# Эксперимент по обучению с использованием сохраненных данных из буфера воспроизведения

In [None]:
from pathlib import Path
import torch
from omegaconf import OmegaConf
from torchrl.data import LazyTensorStorage, TensorDictReplayBuffer

def make_buffer(config):
    buffer = TensorDictReplayBuffer(
        batch_size=1,
        storage=LazyTensorStorage(max_size=config.data.buffer_size),
    )
    return buffer

EXPERIMENT_NAME = "td3_train_real_async"
EXPERIMENT_DATE = "2025-09-30"
EXPERIMENT_TIME = "13-08-38"

PATH_TO_EXP_DIR = Path(f"../experiments/{EXPERIMENT_NAME}/{EXPERIMENT_DATE}_{EXPERIMENT_TIME}")

ENV_LOG_DIR = PATH_TO_EXP_DIR / "env_logs"
TRAIN_LOG_DIR = PATH_TO_EXP_DIR / "train_logs"

config_path = PATH_TO_EXP_DIR / ".hydra" / "config.yaml"

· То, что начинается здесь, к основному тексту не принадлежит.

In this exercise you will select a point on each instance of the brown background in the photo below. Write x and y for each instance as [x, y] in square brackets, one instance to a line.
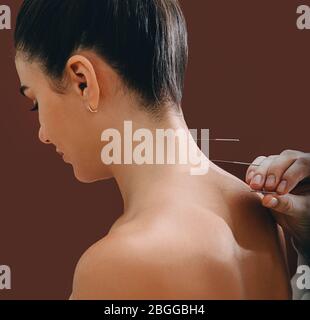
[248, 78]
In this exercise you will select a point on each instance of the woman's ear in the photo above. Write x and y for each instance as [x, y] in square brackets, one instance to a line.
[84, 81]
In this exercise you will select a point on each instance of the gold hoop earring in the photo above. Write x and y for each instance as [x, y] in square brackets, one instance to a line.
[91, 109]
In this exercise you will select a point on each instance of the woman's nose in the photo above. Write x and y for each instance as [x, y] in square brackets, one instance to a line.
[42, 137]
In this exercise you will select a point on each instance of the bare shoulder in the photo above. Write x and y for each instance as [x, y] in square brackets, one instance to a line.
[133, 267]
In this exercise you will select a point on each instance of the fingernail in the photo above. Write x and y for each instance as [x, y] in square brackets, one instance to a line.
[282, 186]
[271, 180]
[273, 203]
[257, 179]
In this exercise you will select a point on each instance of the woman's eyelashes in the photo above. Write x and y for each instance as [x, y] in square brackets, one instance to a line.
[35, 107]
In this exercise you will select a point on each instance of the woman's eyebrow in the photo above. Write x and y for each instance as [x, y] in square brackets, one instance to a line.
[22, 90]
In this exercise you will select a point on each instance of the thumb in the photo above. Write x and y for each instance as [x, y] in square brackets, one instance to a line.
[288, 204]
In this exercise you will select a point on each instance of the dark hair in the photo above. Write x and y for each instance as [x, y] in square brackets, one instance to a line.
[145, 41]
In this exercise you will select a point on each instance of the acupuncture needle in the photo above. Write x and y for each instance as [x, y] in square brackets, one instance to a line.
[247, 164]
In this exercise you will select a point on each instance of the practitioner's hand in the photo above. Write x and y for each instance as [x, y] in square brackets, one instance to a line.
[287, 174]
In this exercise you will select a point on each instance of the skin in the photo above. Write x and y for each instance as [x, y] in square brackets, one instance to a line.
[180, 236]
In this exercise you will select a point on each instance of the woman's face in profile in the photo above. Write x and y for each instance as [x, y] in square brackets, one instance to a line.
[64, 122]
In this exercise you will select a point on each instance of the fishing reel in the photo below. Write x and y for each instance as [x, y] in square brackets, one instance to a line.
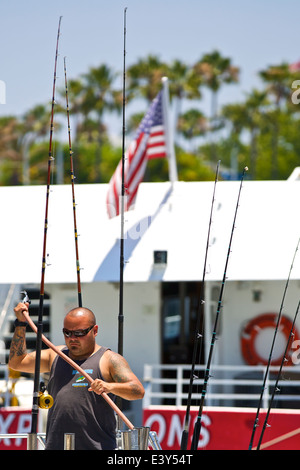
[45, 401]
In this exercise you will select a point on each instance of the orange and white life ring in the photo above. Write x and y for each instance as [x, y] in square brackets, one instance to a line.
[254, 327]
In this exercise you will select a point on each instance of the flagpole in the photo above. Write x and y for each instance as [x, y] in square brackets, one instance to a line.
[173, 176]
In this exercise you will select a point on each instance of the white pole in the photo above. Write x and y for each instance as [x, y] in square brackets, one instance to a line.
[169, 138]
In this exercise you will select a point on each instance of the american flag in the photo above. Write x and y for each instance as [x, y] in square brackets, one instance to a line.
[148, 143]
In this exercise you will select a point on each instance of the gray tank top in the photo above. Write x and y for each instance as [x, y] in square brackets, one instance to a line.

config = OmegaConf.load(config_path)

buffer = make_buffer(config)

buffer_path = PATH_TO_EXP_DIR / "saved_data/replay_buffer.pkl"
buffer.load(buffer_path) 

print(f"Replay buffer загружен. Размер: {len(buffer)} сэмплов")

In [None]:
batch_size = 64
batch = buffer.sample(batch_size)
print(f"Сэмплирован batch из {len(batch)} сэмплов")

In [None]:
sample = batch[0]

print("Поля сэмпла:", sample.keys())

print("\nObservation:", sample["observation"])
print("Next Observation:", sample["next"]["observation"])
print("Action:", sample["action"])
print("Reward:", sample["next"]["reward"])
print("Done:", sample["done"])

In [None]:
filtered_buffer = make_buffer(config)
buffer._batch_size = 1
seen = set()

for sample in buffer:
    action = sample["action"]
    
    if (action[0] > 0.9).any() or (action[0] < -0.9).any():
        continue

    obs_tuple = tuple(sample["observation"].flatten().tolist())
    action_tuple = tuple(action.flatten().tolist())
    key = (obs_tuple, action_tuple)
    
    if key in seen:
        continue
    seen.add(key)

    observation = sample["observation"]

    observation[0][0] = observation[0][0] / 125.0
    observation[0][1] = observation[0][1] / 10.0  
    sample["observation"] = observation

    next_observation = sample["next"]["observation"].clone()
    next_observation[0][0] = next_observation[0][0] / 125.0
    next_observation[0][1] = next_observation[0][1] / 10.0
    sample["next"]["observation"] = next_observation
    
    filtered_buffer.add(sample)

    if (len(filtered_buffer) > 2500):
        break

print(f"Filtered buffer создан. Размер: {len(filtered_buffer)} сэмплов")

In [None]:
from collections import deque
from nn_laser_stabilizer.envs.utils import make_specs
from nn_laser_stabilizer.logging.utils import set_seeds
from nn_laser_stabilizer.agents.td3 import (
    make_td3_agent,
    make_loss_module,
    make_optimizers,
    make_target_updater,
    train_step,
    warmup_from_specs
)

set_seeds(config.seed)

specs = make_specs(config.env.bounds)
action_spec = specs["action"]
observation_spec = specs["observation"]

config.agent.learning_rate_actor = 1e-4

actor, qvalue = make_td3_agent(config, observation_spec, action_spec)
warmup_from_specs(observation_spec, action_spec, actor, qvalue)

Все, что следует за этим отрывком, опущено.